3 Key Money Matters to Consider in an Offer for Your Home
Your home is on the market, buyers are showing interest, and the offers are coming in. When entertaining offers, and choosing one that's best for you, consider these three key money matters.
Buyer Financing and All-Cash Offers. Which is best for you? Which do you prefer? Regardless of the dollar amount a potential buyer may write in their offer, if they plan to get a mortgage, their offer should come with a preapproval letter. Although a preapproval isn't the same as a mortgage approval, which is a guarantee of funding, it lets you know that a buyer is a good candidate to receive financing.

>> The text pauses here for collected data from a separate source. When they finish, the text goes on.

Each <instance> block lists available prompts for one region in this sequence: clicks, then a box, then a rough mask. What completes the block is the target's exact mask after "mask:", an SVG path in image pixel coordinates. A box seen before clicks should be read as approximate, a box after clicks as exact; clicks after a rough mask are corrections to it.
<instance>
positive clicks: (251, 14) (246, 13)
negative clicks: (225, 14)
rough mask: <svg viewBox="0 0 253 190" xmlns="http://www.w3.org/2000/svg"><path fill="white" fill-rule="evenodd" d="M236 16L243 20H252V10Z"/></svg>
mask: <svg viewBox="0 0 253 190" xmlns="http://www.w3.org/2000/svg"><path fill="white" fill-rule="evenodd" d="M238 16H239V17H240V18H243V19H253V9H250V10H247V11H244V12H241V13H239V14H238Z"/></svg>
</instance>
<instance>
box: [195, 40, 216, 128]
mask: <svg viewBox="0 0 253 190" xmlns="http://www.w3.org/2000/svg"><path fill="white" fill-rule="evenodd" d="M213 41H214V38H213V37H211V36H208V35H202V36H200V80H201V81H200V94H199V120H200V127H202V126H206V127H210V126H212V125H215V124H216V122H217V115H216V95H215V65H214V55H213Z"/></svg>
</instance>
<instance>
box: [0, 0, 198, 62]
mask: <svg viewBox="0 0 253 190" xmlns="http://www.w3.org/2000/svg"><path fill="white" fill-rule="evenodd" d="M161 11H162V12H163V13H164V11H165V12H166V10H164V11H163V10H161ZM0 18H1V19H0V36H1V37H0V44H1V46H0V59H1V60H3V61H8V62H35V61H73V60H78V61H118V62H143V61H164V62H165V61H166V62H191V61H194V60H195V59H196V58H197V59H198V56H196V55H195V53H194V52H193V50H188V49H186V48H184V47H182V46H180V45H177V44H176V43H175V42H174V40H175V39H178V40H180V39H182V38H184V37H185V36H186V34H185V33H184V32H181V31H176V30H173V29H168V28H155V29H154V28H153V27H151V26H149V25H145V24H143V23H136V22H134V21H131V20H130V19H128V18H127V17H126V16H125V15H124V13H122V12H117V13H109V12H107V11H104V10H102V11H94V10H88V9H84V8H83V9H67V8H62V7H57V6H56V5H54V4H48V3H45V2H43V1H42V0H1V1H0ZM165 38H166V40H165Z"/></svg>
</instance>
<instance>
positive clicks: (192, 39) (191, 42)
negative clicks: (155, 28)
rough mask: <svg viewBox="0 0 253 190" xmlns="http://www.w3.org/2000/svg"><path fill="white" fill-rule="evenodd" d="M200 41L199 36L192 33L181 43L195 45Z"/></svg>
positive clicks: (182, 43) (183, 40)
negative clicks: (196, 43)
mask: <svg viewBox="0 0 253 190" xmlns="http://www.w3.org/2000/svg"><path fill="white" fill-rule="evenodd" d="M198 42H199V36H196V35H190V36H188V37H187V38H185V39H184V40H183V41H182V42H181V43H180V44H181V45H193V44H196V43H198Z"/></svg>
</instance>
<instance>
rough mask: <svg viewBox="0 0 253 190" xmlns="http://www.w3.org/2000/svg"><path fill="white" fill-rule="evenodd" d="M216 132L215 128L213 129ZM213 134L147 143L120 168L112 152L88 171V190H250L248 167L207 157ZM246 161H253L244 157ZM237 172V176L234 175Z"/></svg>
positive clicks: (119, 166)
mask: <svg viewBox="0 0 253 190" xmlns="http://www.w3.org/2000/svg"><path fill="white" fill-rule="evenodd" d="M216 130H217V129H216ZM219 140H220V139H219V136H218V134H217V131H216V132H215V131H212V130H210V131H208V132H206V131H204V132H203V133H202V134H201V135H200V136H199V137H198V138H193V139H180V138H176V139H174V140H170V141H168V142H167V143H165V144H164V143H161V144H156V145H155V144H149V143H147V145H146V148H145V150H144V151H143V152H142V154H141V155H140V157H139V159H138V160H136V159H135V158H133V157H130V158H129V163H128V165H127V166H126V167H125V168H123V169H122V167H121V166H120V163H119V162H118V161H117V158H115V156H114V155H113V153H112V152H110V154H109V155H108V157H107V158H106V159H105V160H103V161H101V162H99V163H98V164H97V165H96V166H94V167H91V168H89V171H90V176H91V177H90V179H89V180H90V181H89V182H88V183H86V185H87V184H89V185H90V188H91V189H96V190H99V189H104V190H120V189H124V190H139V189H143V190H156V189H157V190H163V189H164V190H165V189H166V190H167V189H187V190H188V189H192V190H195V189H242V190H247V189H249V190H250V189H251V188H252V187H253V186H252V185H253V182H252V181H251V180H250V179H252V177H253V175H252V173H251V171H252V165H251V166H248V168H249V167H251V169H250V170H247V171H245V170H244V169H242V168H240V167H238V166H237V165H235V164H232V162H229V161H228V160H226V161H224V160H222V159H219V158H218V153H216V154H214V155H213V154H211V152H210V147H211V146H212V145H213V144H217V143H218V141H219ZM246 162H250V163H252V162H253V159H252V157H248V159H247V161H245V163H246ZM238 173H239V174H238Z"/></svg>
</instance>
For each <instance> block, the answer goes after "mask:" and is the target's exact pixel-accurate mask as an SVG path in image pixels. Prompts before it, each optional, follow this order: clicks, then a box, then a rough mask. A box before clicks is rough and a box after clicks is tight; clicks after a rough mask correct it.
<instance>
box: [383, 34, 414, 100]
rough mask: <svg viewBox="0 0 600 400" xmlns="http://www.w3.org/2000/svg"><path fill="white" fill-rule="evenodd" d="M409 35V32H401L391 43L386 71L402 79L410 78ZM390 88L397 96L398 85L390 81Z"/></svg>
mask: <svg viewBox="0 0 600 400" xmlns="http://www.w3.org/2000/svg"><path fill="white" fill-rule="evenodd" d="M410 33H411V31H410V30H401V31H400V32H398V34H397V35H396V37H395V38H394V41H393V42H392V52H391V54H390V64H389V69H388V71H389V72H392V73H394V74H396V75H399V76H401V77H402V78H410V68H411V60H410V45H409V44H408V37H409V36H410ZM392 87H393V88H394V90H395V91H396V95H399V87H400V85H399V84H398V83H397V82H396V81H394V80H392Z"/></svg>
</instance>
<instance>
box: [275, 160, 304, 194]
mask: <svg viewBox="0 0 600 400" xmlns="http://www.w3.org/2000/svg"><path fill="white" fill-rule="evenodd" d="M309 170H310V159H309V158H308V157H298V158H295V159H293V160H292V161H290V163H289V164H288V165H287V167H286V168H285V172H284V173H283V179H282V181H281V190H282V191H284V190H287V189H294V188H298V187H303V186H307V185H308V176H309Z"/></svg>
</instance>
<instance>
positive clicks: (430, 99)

If a buyer submits an all-cash offer, a proof of funds is necessary—typically a bank or investment account statement—to show that the buyer has the funds to purchase your home. All-cash offers can be very appealing because they typically have a shorter escrow period, since you don't have to wait for a buyer's full mortgage approval. You should know, however, that an all-cash buyer does wield considerable negotiation power due to the efficiencies created by their cash offer. As a result of their leverage, they could offer less than your asking price, for example. These are key considerations when comparing an all-cash buyer to one with a mortgage.
Good Faith Money
To prove that a buyer is serious about purchasing a home they will submit "good faith" or "earnest" money to your brokerage firm—the higher the deposit the stronger the offer, so you may consider choosing an offer with a substantial good faith deposit. The money goes toward a down payment if the buyer closes on your house. If the buyer reneges on purchasing your property, you may be able to keep the deposit.